# Co-Witness of AMERIGLO Tall Sights, Using Holosun HE507C-GR-X2, on GLOCK G19 Gen5 MOS



## Roemer_SKY (9 mo ago)

Howdy everyone, hope you’re doing pretty good, new User here.

I’m pretty new to GLOCKs and shooting in general, and currently doing some research, so bear with me if I have any misconceptions or make mistakes, I’m still learning.

Anyway, so I recently came across the Holosun HE507C-GR-X2 with ACSS Vulcan Green Reticle (Holosun HE507C-GR-X2 Pistol Green Dot Sight - ACSS® Vulcan™ Reticle), and decided I want to run it on a G19 Gen5 MOS in the future (as mentioned earlier, doing my research ATM), with the factory-provided MOS Adapter Plate for RMR (bearing in mind the HE507C-GR-X2 shares the same footprint as the RMR).

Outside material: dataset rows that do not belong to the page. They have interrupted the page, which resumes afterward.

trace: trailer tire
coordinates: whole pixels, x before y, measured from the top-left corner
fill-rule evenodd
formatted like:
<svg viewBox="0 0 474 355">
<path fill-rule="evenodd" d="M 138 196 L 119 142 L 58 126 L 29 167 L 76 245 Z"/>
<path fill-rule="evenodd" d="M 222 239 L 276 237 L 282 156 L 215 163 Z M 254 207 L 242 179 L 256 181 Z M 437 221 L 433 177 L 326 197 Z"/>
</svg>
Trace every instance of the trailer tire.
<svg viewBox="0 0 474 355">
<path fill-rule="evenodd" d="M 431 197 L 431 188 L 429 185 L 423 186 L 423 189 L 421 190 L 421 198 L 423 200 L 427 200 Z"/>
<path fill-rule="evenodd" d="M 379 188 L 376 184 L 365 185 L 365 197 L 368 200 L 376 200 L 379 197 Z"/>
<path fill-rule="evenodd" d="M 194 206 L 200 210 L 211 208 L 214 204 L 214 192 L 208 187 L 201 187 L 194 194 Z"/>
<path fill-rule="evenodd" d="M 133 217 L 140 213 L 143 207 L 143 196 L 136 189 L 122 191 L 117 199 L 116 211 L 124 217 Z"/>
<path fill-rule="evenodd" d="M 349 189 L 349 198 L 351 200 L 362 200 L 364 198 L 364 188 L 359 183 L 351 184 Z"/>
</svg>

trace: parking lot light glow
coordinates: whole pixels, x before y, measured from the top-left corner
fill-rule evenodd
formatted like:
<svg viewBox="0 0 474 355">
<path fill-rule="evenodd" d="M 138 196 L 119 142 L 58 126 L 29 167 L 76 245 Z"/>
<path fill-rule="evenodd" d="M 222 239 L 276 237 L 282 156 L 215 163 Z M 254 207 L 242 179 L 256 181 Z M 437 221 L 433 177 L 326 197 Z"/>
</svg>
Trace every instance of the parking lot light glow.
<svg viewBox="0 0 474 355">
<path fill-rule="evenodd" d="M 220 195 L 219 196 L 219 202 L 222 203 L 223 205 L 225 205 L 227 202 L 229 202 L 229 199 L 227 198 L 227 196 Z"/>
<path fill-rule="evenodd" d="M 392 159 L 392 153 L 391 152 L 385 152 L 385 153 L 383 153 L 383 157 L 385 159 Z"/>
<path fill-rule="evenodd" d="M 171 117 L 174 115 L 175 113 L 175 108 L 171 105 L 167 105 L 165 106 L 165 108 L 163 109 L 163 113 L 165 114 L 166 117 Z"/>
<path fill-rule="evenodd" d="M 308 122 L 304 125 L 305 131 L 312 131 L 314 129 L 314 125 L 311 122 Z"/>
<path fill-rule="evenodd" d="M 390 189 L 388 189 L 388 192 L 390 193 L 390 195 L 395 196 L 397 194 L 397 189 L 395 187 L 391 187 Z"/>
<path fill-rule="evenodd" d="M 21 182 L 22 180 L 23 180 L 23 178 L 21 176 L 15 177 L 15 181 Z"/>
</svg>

I also decided to use some Suppressor Height Sights, and settled down with three Optic Compatible U-Notch Serrated Rear Sights from AMERIGLO: GL-420-451, GL-420-415, and GL-420-395. So far, I was only able to find the matching Front Sight Height for the .451, which would be .365.

It’s worth mentioning also that I’m looking for a lower 1/3 co-witness (or a tad higher one), while still being able to profit from the U-Notch without changing the presentation of the Pistol, or, should that cannot be attained, a lower 1/3 co-witness with the U-Notch partially covered, so to speak, by the deck of the Optic, so I can obtain a clear view of the U-Notch changing the presentation of the Pistol. I’m basically looking for a sight picture similar to this one, but with a U-Notch instead: https://www.thefirearmblog.com/blog/wp-content/uploads/2016/10/IMG_4325-1.jpg

The sight picture above belongs to the AMERIGLO Hackathorn Night Sight Set, which is low-profile, Serrated, and with a Tritium Front Sight with Orange Outline (exactly what I am looking for on my Sights), and is the closest to what I am searching, but in addition, to be Suppressor-Height, have a U-Notch instead (as mentioned earlier), and provide a lower 1/3 or tad higher co-witness that does not cover the chevron of the Optic, while still profiting from a clear picture for the U-Notch without changing the presentation of the Pistol (or a clear picture by changing the presentation, if the former cannot be done, as mentioned before).

If someone runs the GL-420-451, GL-420-415, or GL-420-395 with their size-corresponding Front Sights, alongside the HE507C, with the MOS RMR Adapter Plate, I’d be glad if he/she could provide a picture(s), to have a clearer image in my mind. It would be great if someone, also, could share the Front Sight Height for the .415 and .395 Rear Sights I mentioned.

Thanks all for reading, and have a great day.


----------